One episode is “brought to you by Squirrel Space People, eager to provide homes for squirrels,” and “Bootstraps, the publisher of the self-help book, ‘The Power of Nodding.’ ”

These wry names and scenarios reflect a mutual appreciation for the playfully absurd by “The Energy Curfew Music Hour’s” husband-and-wife creators. “If there’s any phrase that is appropriate, it’s ‘playfully absurd,’ ” Thile said in a recent interview.

Coffee, in a separate interview, noted two other factors that served as inspirations for the tone of the show.

“I grew up with science fiction, and Chris grew up reading books by P.G. Woodhouse,” she said, speaking from the upstate New York home the couple shares with their 9-year-old son, Calvin. “And I love dreaming about what could be and what may be. I love the concepts of future worlds because they give you a path to where civilization could go and a far-reaching concept of what is possible.”

The results have delighted Thile, Coffee and the members of Punch Brothers. Ditto Bob Carrigan, the CEO of the Amazon-owned Audible, which is looking forward to presenting a second season of “The Energy Curfew Music Hour.”

“In addition to spotlighting Chris Thile and Punch Brothers’ artistry, the blend of acoustic musical genres with incredible guest artists also piqued my interest,” Carrigan said, via email.

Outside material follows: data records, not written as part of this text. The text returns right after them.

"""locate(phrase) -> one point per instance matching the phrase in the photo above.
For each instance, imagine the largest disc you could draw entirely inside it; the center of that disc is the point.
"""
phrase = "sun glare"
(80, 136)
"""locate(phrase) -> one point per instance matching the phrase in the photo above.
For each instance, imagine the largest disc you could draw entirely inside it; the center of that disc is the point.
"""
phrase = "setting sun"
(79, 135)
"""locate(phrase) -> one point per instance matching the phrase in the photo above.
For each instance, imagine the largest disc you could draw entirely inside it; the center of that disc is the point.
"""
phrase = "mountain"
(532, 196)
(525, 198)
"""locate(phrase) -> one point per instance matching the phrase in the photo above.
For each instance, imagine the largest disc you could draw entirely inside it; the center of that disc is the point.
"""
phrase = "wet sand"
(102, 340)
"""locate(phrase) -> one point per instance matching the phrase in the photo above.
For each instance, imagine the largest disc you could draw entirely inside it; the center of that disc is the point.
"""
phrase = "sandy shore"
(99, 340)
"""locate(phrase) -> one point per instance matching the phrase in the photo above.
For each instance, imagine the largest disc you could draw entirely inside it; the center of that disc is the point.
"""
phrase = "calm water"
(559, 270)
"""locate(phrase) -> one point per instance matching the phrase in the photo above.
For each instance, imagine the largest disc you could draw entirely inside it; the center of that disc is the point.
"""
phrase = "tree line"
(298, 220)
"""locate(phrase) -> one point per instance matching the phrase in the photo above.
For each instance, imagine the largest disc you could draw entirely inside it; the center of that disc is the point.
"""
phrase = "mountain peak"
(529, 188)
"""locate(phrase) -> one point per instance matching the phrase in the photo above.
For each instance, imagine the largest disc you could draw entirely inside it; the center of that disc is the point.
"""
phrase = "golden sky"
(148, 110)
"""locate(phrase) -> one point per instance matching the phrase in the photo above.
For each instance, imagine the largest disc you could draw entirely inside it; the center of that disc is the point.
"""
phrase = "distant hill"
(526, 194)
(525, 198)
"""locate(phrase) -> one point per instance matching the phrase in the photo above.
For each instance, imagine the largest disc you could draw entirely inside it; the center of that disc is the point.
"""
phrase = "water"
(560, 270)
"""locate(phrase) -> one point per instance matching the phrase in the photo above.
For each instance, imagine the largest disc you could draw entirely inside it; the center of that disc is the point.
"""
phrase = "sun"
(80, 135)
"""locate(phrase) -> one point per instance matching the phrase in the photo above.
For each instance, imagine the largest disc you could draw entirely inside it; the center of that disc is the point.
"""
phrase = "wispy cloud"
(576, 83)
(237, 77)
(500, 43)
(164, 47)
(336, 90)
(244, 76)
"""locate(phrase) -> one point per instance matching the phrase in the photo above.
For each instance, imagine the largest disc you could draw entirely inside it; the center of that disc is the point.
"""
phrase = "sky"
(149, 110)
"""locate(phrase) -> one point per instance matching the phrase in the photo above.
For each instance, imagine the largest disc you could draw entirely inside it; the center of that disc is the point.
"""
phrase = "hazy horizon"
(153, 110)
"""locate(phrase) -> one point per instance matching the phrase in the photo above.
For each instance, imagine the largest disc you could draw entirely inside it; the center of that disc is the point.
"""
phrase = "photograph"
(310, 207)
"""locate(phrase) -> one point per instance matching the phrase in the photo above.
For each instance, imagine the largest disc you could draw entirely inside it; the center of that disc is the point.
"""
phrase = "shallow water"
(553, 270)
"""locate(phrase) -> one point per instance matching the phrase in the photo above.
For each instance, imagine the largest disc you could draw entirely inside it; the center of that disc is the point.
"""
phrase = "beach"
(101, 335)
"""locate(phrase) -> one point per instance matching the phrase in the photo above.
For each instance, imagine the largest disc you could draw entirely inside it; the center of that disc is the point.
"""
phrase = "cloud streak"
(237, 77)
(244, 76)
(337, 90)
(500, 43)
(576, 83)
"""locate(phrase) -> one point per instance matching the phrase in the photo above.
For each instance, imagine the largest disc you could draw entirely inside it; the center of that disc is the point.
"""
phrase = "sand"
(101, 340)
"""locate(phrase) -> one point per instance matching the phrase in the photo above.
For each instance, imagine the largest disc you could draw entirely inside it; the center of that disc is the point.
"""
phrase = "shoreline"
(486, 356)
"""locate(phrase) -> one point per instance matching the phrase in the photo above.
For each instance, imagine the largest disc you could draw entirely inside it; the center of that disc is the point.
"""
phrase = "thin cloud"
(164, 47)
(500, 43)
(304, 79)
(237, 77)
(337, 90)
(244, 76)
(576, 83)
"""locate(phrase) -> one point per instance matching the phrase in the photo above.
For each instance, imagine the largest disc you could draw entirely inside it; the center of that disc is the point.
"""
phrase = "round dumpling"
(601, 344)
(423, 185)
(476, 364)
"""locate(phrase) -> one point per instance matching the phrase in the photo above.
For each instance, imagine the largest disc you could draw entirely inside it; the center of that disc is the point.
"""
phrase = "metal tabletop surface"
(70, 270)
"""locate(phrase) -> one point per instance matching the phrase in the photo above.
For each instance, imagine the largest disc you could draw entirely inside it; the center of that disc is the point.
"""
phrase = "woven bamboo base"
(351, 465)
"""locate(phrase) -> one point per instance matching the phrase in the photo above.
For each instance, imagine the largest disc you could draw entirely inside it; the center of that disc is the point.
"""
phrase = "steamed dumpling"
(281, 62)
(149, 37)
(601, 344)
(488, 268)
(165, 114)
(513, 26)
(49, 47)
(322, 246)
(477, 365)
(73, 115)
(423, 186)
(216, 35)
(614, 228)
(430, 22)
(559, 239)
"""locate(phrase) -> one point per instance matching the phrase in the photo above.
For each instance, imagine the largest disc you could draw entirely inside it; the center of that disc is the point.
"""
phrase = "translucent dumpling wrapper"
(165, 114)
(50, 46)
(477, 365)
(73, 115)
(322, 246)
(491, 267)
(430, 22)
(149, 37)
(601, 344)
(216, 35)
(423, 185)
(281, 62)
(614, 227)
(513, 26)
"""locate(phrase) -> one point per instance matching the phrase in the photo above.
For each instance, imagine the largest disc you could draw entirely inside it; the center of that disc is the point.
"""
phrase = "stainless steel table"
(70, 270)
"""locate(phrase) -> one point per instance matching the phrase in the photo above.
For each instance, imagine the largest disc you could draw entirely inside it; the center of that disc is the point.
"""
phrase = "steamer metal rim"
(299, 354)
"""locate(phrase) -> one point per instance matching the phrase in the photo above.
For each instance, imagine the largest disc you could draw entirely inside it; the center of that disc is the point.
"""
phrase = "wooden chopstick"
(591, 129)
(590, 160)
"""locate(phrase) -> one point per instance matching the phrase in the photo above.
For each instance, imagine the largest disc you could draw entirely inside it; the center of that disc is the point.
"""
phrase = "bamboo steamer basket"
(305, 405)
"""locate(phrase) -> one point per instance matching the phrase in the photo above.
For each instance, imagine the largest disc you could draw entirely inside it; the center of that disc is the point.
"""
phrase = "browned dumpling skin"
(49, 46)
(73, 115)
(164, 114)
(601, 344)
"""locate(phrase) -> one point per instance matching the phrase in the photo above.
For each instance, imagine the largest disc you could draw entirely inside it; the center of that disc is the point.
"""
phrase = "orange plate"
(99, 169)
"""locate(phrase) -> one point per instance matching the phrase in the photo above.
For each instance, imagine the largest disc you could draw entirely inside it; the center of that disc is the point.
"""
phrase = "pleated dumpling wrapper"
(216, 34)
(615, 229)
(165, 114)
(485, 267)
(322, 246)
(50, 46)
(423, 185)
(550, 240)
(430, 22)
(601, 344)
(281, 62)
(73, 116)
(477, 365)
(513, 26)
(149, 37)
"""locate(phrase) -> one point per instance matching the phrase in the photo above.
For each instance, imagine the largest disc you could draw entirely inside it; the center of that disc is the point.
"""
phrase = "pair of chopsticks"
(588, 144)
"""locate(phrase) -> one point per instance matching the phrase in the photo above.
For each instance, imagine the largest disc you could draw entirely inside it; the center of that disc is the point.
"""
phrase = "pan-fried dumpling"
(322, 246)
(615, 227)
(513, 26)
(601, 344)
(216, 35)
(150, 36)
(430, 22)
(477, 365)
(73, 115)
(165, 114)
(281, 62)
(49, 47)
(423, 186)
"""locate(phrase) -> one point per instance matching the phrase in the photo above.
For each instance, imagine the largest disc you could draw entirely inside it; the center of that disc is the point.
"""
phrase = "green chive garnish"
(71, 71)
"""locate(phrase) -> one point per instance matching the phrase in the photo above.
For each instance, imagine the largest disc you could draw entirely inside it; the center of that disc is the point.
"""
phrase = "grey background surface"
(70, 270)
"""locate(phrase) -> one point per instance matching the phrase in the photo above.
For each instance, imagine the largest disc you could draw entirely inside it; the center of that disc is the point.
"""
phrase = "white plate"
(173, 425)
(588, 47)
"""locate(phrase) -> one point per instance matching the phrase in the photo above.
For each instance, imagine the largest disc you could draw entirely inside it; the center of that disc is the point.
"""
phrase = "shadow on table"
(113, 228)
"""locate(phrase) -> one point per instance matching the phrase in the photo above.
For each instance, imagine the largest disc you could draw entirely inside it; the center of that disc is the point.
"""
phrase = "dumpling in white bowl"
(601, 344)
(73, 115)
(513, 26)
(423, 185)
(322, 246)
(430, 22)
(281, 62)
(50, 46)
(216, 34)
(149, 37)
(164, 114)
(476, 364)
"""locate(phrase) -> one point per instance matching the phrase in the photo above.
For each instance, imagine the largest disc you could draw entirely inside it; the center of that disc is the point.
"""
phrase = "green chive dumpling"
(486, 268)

“I was thrilled with the first season. The show represents the kind of original, boundary-pushing work that Audible intends to offer our audiences at the Minetta Lane Theatre in New York and listeners across the globe.”

Thile and Coffee are hopeful that future episodes can be filmed, rather than presented only in audio form. The two California natives laughed appreciatively when asked if their personal and professional partnership bolstered the contention that only your spouse will tell you when you have bad breath, figuratively and literally.

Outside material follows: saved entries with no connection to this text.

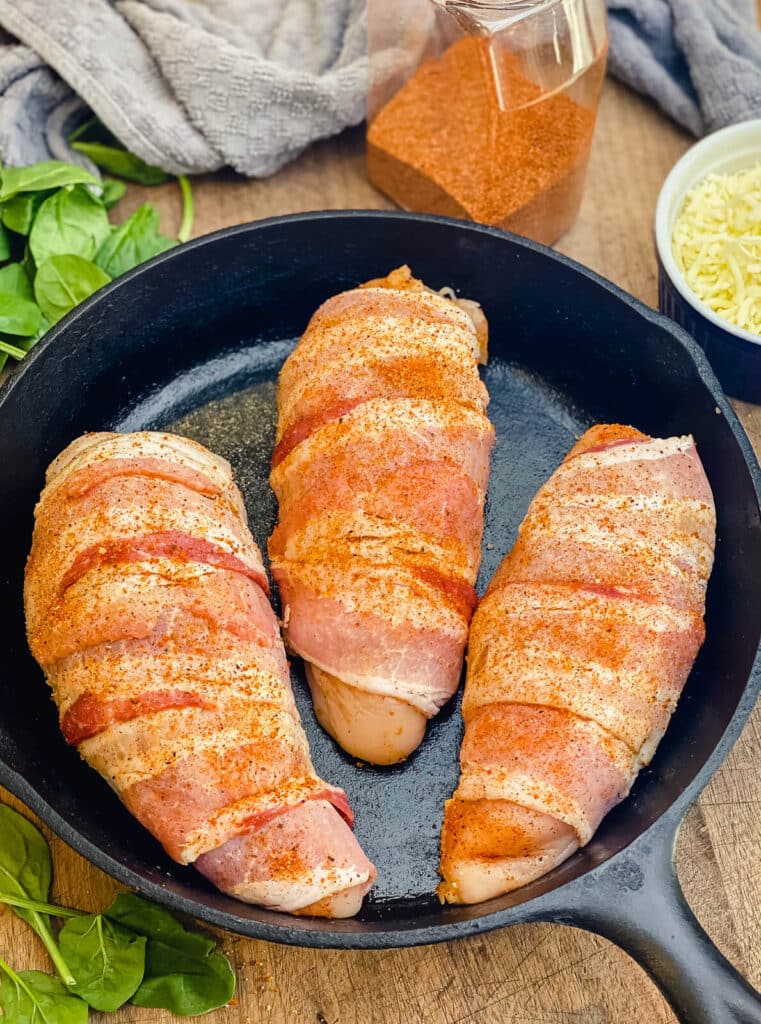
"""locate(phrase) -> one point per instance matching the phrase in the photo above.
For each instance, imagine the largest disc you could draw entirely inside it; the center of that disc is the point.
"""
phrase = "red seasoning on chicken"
(146, 606)
(381, 469)
(578, 654)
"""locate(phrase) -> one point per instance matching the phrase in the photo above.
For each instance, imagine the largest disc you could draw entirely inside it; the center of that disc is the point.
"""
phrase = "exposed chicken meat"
(380, 468)
(146, 605)
(578, 654)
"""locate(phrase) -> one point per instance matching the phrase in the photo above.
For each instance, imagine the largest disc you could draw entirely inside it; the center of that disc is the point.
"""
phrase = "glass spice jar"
(485, 109)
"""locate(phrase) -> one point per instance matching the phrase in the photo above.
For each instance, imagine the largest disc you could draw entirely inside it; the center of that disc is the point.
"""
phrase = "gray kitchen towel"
(699, 59)
(194, 85)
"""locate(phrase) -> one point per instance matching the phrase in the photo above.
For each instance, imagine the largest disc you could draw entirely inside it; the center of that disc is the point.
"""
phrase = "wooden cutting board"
(532, 974)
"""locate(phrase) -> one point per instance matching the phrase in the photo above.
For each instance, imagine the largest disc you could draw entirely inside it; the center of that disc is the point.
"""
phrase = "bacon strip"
(380, 471)
(579, 652)
(146, 605)
(169, 544)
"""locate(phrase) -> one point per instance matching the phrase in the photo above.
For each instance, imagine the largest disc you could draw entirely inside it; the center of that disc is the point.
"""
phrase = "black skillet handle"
(637, 903)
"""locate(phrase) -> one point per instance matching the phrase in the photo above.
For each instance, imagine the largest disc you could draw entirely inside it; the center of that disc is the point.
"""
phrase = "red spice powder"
(444, 144)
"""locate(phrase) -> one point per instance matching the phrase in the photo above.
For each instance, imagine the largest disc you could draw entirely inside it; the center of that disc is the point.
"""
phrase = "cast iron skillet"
(211, 323)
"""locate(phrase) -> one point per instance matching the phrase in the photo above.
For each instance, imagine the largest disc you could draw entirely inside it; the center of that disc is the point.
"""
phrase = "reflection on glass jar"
(485, 109)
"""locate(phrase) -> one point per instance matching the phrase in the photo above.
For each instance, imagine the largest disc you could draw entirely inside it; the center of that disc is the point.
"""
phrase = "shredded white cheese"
(717, 245)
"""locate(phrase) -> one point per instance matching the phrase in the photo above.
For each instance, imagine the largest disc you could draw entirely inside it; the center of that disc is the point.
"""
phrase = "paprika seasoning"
(471, 135)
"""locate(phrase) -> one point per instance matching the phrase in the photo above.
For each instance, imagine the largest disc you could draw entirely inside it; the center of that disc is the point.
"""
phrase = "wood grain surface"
(536, 974)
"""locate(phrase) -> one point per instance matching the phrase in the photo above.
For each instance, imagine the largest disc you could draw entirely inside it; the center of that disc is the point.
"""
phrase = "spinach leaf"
(62, 282)
(116, 160)
(187, 209)
(26, 869)
(18, 315)
(18, 213)
(47, 174)
(14, 279)
(34, 997)
(113, 192)
(208, 985)
(8, 348)
(133, 242)
(107, 960)
(72, 220)
(181, 972)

“She’ll give it to me straight, and I’ll give it to her straight too,” Thile said. “Claire is not cowed one little bit by me. She’ll say: ‘Hey, this thing you love is not quite landing in the way you think.’ I might bluster about it a little, and then realize she’s right.”

“That’s why we work so well together,” Coffee agreed. “If something’s not working, it bothers me. We really trust each other, and that’s the relationship we’ve had since we met. So, we can defend each other’s opinion and listen to the dissent, and then find the best path forward. We definitely don’t agree all the time, but it always ends up in a better place for the disagreement.”